A prestigiada revista norte-americana Time divulgou a sua tradicional lista das 100 pessoas mais influentes do mundo referente ao ano de 2026. Nesta edição, o talento e a pesquisa do Brasil ganharam evidência global com a inclusão do ator Wagner Moura e dos cientistas Mariangela Hungria da Cunha e Luciano Moreira. Os nomes foram distribuídos em categorias que celebram ícones, pioneiros e inovadores mundiais.
Recentemente indicado ao prêmio Oscar por seu trabalho no longa-metragem “O Agente Secreto”, Wagner Moura foi selecionado para o grupo de ícones globais. A relevância do artista foi reforçada pela escolha de seu rosto para estampar uma das quatro edições de capa da publicação. Nesse espaço de honra, ele divide o protagonismo com a atriz Zoe Saldaña, a comediante Nikki Glaser e o músico Luke Combs.

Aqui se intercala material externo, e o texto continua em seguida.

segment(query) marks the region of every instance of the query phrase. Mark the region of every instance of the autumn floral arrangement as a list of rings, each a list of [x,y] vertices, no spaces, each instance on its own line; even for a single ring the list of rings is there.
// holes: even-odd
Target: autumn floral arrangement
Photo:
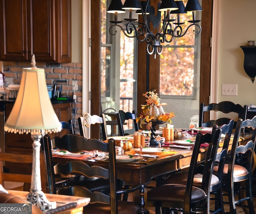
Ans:
[[[152,121],[160,120],[172,123],[171,119],[175,117],[174,112],[166,113],[162,106],[166,103],[160,103],[160,98],[157,93],[153,91],[146,92],[142,94],[146,98],[146,104],[142,105],[142,112],[140,117],[137,118],[137,122],[141,121],[141,125],[146,124],[146,129],[150,130],[152,126]]]

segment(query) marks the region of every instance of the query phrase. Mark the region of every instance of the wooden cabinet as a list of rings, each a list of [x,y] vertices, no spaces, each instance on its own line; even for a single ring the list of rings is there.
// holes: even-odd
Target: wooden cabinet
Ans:
[[[1,60],[71,62],[71,0],[0,0]]]
[[[56,113],[56,114],[60,121],[68,121],[71,118],[71,102],[62,102],[53,101],[52,106]],[[8,118],[10,115],[14,103],[6,104],[5,118]],[[64,134],[64,131],[60,133],[56,134],[60,135]],[[33,141],[30,134],[19,134],[5,132],[5,151],[13,153],[22,153],[32,154],[33,153],[32,144]],[[16,164],[15,166],[11,165],[10,163],[6,163],[6,167],[12,171],[27,171],[29,170],[30,167],[28,164],[20,163]]]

O perfil dedicado ao ator pela revista aborda sua postura transparente e seu engajamento cívico. O texto explora o posicionamento político de Moura e sua visão sobre os Estados Unidos, país onde reside atualmente. Durante a entrevista, o brasileiro refletiu sobre o cenário local, pontuando que, embora a nação enfrente uma forte polarização política, a verdadeira essência estadunidense reside em sua base histórica de acolhimento e imigração. Para ele, o legado de ativistas como Rosa Parks e Martin Luther King representa a autêntica alma norte-americana, superando governos transitórios.
A publicação também dedicou espaço para descrever peculiaridades do estilo de vida do ator. Afastado das plataformas sociais, ouvinte assíduo de discos de vinil e motorista de um Fusca fabricado em 1959, Moura foi definido pela Time como um contraponto analógico fundamental em uma era intensamente digital.
Além do setor cultural, a excelência científica nacional marcou presença de peso. Mariangela Hungria da Cunha, vinculada à Empresa Brasileira de Pesquisa Agropecuária (Embrapa), foi nomeada na categoria voltada aos pioneiros. Ganhadora do World Food Prize em 2025, honraria mundialmente comparada ao Prêmio Nobel da agricultura, a cientista conquistou espaço por suas pesquisas com microrganismos. O método desenvolvido por ela permite que as plantações absorvam nitrogênio do ar de maneira natural. Segundo os dados levantados pela publicação, essa tecnologia gera uma economia anual de aproximadamente 25 bilhões de dólares para o agronegócio e evita a emissão de 230 milhões de toneladas de gases estufa.
Completa o trio o pesquisador Luciano Moreira, listado entre os principais inovadores do ano. Seu trabalho foca no desenvolvimento e na expansão de uma tecnologia que utiliza mosquitos adaptados em laboratório para frear a transmissão de vírus causadores da dengue, zika e chikungunya. A menção na Time consolida a trajetória de Moreira, que no ano anterior já figurava na seleta lista da revista Nature por suas contribuições no combate e controle do mosquito Aedes aegypti.